Alongside the commission, ministers should create a “statutory code of ethics for all public office holders” and a “collegium of integrity agencies bringing together all the main bodies charged with maintaining good governance”, he added. 

“Integrity agencies” that Dunleavy now describes as “failing” include the Cabinet Office, owing to controversies over the “VIP lane” for procurement of emergency PPE at the height of the pandemic; the Treasury, for the Eat Out to Help Out scheme that was found to have contributed to the spread of Covid; and parliament, because record numbers of MPs have been suspended by their parties since 2019 for reasons including undeclared jobs and sexual misconduct.

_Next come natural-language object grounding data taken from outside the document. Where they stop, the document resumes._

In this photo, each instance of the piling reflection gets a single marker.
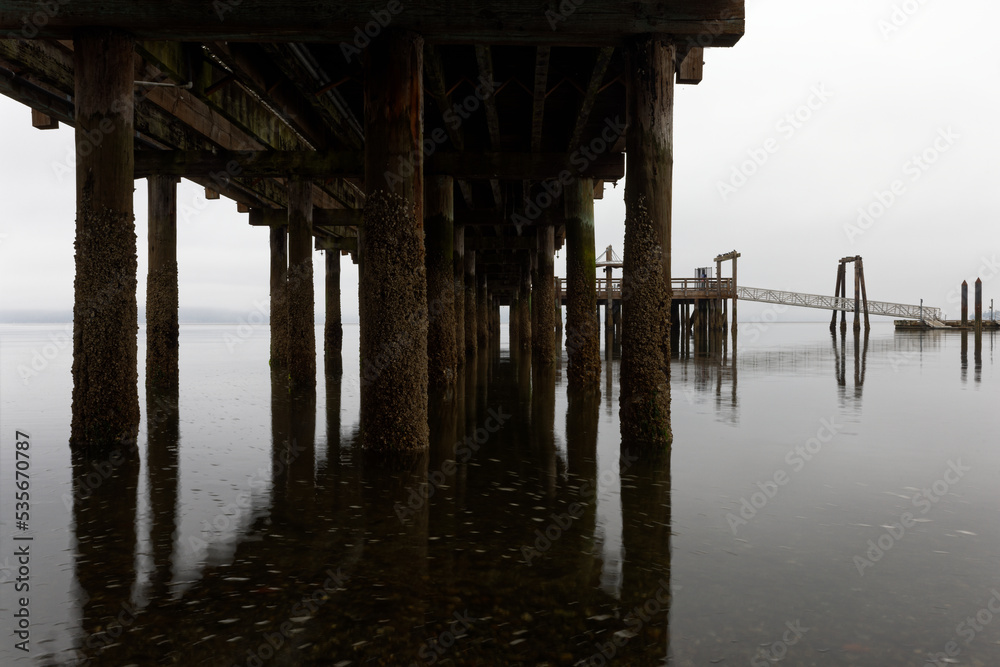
(104, 516)
(163, 479)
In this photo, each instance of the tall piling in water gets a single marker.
(105, 408)
(162, 330)
(393, 281)
(583, 345)
(645, 372)
(299, 291)
(333, 329)
(965, 303)
(543, 295)
(458, 269)
(524, 309)
(279, 299)
(442, 353)
(979, 306)
(471, 317)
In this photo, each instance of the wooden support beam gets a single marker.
(645, 368)
(299, 291)
(542, 55)
(392, 285)
(105, 316)
(162, 331)
(589, 96)
(689, 70)
(596, 22)
(224, 165)
(484, 58)
(43, 121)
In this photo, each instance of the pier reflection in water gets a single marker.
(524, 535)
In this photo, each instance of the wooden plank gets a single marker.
(593, 23)
(689, 71)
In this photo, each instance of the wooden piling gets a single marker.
(279, 298)
(458, 268)
(524, 310)
(471, 316)
(483, 312)
(543, 295)
(442, 355)
(979, 306)
(583, 345)
(333, 330)
(645, 371)
(162, 330)
(299, 290)
(393, 281)
(105, 410)
(965, 303)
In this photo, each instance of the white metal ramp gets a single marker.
(899, 310)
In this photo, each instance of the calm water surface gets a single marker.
(828, 501)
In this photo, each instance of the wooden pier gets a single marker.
(447, 148)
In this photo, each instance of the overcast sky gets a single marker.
(847, 102)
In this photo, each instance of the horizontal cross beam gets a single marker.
(352, 25)
(224, 165)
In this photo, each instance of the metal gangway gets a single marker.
(930, 315)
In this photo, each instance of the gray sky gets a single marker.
(844, 100)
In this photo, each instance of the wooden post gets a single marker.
(979, 306)
(843, 295)
(393, 282)
(583, 345)
(736, 296)
(483, 312)
(471, 316)
(864, 293)
(458, 269)
(162, 329)
(543, 294)
(279, 298)
(965, 303)
(857, 293)
(608, 305)
(645, 366)
(442, 361)
(333, 330)
(299, 290)
(524, 307)
(105, 410)
(836, 293)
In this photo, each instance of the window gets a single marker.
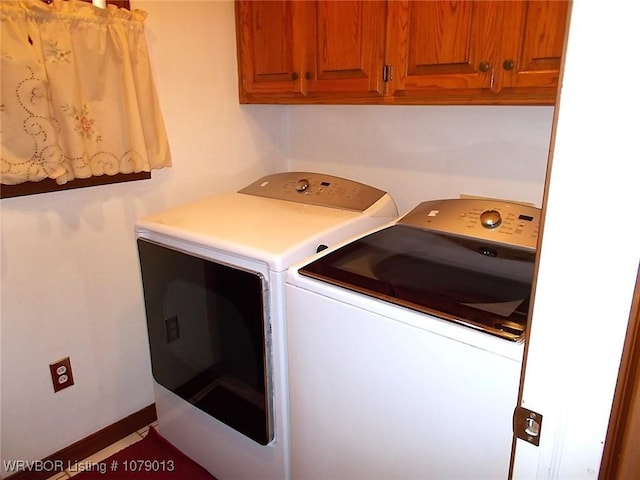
(131, 164)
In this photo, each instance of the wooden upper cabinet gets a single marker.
(400, 51)
(442, 48)
(345, 49)
(271, 41)
(533, 44)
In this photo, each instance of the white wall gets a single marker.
(424, 153)
(70, 281)
(590, 249)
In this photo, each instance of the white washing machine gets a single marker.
(405, 345)
(213, 274)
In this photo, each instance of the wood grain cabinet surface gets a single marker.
(400, 52)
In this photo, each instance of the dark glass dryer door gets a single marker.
(207, 328)
(479, 284)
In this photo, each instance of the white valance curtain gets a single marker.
(78, 98)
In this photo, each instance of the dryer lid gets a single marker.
(316, 189)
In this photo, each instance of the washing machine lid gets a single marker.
(468, 279)
(278, 232)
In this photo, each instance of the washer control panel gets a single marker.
(493, 220)
(316, 189)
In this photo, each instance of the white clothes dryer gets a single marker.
(213, 275)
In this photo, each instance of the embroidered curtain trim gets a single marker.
(78, 98)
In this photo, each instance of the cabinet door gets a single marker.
(533, 44)
(270, 41)
(345, 52)
(442, 48)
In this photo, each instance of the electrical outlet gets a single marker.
(172, 328)
(61, 374)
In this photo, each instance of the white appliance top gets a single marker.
(269, 229)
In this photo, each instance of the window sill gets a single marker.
(49, 185)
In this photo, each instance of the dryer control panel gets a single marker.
(493, 220)
(316, 189)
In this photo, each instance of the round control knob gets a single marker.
(302, 185)
(490, 218)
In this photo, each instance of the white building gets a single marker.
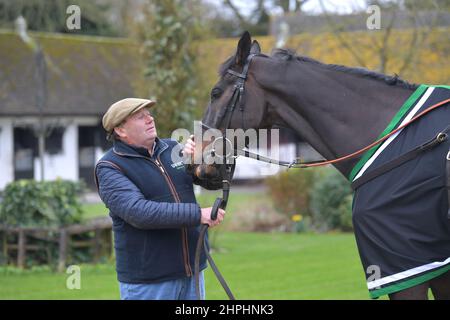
(85, 75)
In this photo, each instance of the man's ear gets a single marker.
(255, 49)
(243, 48)
(120, 131)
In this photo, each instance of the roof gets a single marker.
(85, 74)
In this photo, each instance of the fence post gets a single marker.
(62, 250)
(21, 249)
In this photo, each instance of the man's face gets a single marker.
(138, 129)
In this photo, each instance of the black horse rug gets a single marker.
(400, 218)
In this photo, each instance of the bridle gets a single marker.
(226, 169)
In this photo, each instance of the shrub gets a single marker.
(29, 203)
(331, 201)
(289, 191)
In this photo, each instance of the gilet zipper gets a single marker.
(185, 245)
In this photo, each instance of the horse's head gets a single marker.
(236, 99)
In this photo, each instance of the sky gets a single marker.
(312, 6)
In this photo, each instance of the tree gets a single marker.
(407, 13)
(167, 33)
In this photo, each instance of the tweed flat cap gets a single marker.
(120, 110)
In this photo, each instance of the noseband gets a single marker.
(237, 97)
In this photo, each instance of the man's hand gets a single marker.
(206, 217)
(189, 147)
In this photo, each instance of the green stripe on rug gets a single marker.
(391, 126)
(374, 294)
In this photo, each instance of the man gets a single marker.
(152, 204)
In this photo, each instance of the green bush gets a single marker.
(30, 203)
(289, 191)
(331, 201)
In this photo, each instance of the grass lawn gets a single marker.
(255, 265)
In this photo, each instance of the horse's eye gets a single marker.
(216, 93)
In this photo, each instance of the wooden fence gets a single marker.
(100, 243)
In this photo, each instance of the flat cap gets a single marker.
(120, 110)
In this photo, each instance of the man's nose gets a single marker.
(149, 118)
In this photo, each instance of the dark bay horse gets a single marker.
(400, 218)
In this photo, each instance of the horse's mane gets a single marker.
(286, 54)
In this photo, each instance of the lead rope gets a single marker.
(220, 203)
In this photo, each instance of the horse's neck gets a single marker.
(334, 111)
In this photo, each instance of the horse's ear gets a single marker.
(243, 49)
(256, 49)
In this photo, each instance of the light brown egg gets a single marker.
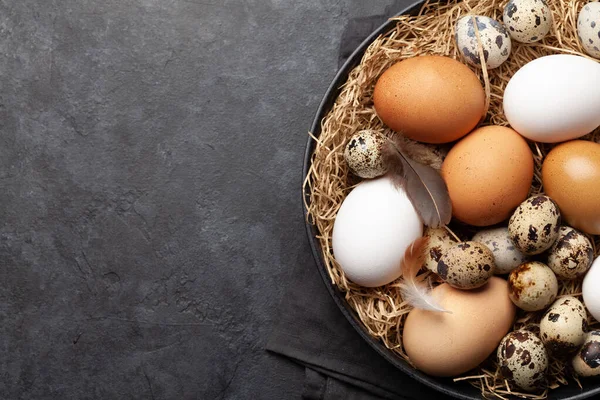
(488, 173)
(571, 176)
(444, 344)
(430, 99)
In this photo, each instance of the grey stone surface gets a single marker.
(150, 173)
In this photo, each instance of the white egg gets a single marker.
(588, 28)
(495, 41)
(554, 98)
(527, 21)
(591, 289)
(373, 228)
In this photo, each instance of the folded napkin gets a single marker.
(339, 364)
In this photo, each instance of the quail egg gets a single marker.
(495, 41)
(466, 265)
(571, 255)
(363, 154)
(527, 21)
(588, 28)
(587, 360)
(563, 326)
(439, 241)
(506, 256)
(532, 286)
(523, 360)
(534, 225)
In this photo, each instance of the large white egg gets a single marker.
(591, 289)
(554, 98)
(373, 228)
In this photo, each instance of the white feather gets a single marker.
(419, 296)
(414, 291)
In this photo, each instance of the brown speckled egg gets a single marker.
(527, 21)
(523, 360)
(439, 241)
(363, 154)
(571, 176)
(431, 99)
(571, 255)
(466, 265)
(534, 225)
(449, 344)
(587, 360)
(488, 174)
(506, 256)
(563, 326)
(532, 286)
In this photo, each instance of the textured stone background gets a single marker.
(150, 172)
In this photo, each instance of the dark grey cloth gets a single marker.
(312, 331)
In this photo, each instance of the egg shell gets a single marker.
(554, 98)
(523, 360)
(431, 99)
(372, 229)
(495, 41)
(591, 289)
(506, 256)
(527, 21)
(571, 176)
(571, 255)
(563, 326)
(532, 286)
(444, 344)
(488, 174)
(534, 226)
(586, 362)
(466, 265)
(439, 241)
(588, 28)
(363, 153)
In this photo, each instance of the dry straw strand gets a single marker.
(382, 310)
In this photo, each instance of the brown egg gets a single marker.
(488, 173)
(444, 344)
(430, 99)
(571, 176)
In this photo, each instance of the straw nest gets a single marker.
(382, 310)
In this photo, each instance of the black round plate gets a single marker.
(447, 386)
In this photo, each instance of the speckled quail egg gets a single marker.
(494, 40)
(506, 256)
(363, 154)
(523, 360)
(527, 21)
(440, 240)
(571, 255)
(587, 360)
(466, 265)
(563, 326)
(588, 28)
(534, 225)
(532, 286)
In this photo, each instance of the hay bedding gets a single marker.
(382, 310)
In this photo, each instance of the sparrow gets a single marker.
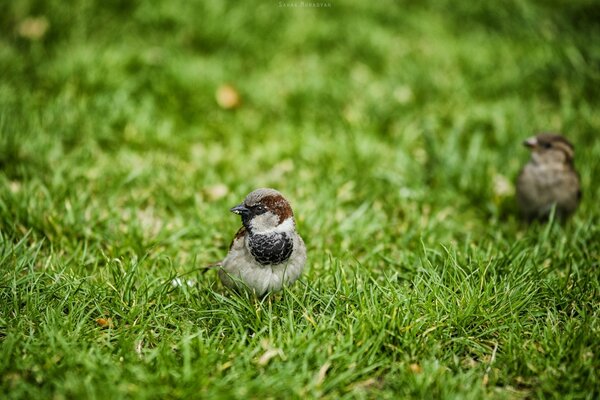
(266, 252)
(549, 179)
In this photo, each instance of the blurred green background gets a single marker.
(127, 129)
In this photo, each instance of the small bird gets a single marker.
(266, 252)
(549, 179)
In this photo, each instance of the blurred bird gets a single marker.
(266, 252)
(549, 179)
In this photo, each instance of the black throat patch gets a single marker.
(272, 248)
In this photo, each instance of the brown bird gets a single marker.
(267, 252)
(549, 179)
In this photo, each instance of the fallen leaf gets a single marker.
(227, 97)
(322, 373)
(105, 322)
(415, 368)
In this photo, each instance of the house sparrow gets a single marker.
(548, 179)
(266, 252)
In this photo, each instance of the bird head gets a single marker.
(550, 148)
(264, 211)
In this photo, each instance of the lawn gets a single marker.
(127, 131)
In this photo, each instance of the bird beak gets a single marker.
(239, 209)
(531, 142)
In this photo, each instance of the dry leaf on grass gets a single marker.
(227, 97)
(105, 322)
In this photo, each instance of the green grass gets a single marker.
(395, 131)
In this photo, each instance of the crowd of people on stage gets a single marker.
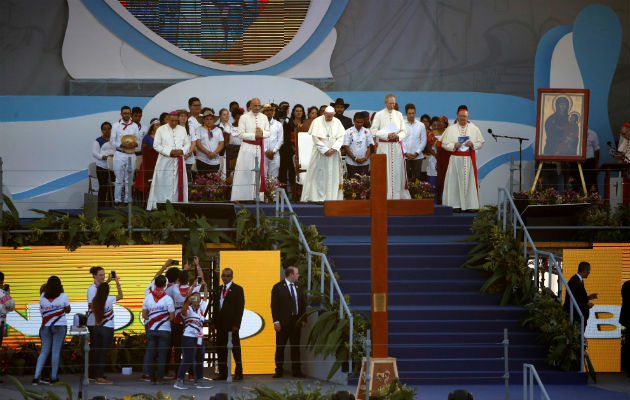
(177, 306)
(235, 140)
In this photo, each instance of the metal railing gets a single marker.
(507, 215)
(529, 374)
(282, 202)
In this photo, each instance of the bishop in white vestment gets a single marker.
(170, 181)
(253, 128)
(388, 130)
(463, 139)
(324, 177)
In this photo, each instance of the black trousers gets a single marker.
(105, 188)
(203, 168)
(286, 171)
(289, 333)
(222, 352)
(414, 169)
(357, 169)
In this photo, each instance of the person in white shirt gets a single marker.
(463, 140)
(414, 143)
(98, 276)
(209, 144)
(53, 306)
(136, 116)
(193, 317)
(125, 150)
(185, 284)
(7, 304)
(194, 122)
(253, 128)
(358, 144)
(388, 128)
(232, 142)
(101, 149)
(170, 182)
(103, 311)
(273, 142)
(158, 310)
(591, 164)
(324, 179)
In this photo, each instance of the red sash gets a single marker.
(261, 143)
(158, 293)
(404, 159)
(470, 153)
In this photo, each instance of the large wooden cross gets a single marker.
(378, 207)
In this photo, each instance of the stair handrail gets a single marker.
(282, 201)
(529, 371)
(505, 198)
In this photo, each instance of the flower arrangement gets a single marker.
(552, 196)
(214, 187)
(210, 187)
(357, 188)
(421, 190)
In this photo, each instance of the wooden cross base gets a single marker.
(383, 371)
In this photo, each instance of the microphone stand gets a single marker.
(520, 154)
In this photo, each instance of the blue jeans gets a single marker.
(190, 356)
(52, 339)
(103, 337)
(157, 342)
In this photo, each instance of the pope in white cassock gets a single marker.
(388, 130)
(463, 139)
(253, 128)
(169, 178)
(324, 177)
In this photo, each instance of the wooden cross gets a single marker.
(378, 207)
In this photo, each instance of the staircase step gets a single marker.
(398, 249)
(405, 351)
(438, 338)
(364, 285)
(452, 312)
(427, 325)
(438, 298)
(453, 273)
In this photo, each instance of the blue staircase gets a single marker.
(441, 329)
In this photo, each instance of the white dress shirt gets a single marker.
(416, 139)
(120, 129)
(276, 136)
(210, 143)
(358, 142)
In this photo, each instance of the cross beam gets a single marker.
(378, 208)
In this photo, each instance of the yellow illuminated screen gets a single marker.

He said that corruption  no longer typically takes place as a “quid pro quo” arrangement but is now manifested as “malversation” built in “police-proofed triadic ways.” 

According to Dunleavy, this malversation falls “just short of proven corruption” and “has soared to unparalleled heights, often driven directly by Conservative ministers”. 

Looking ahead to the next administration to take power, Dunleavy wrote: “A great opportunity exists here to go back to the completed neglected but still worthwhile seven Nolan Principles of selflessness, integrity, objectivity, accountability, openness, honesty and leadership”.

But he said the principles “need to stop just being vaguely good ideas and become instead a strongly implemented, well-monitored and rigorously enforced code of ethics, applying by statute to all key public office holders”.

Rishi Sunak used his his first speech upon his appointment as prime minister in October 2022 to address concerns over the regimes of his predecessors. He said his government would have “integrity, professionalism and accountability at every level” and that he had “work to do to restore trust after all that has happened”.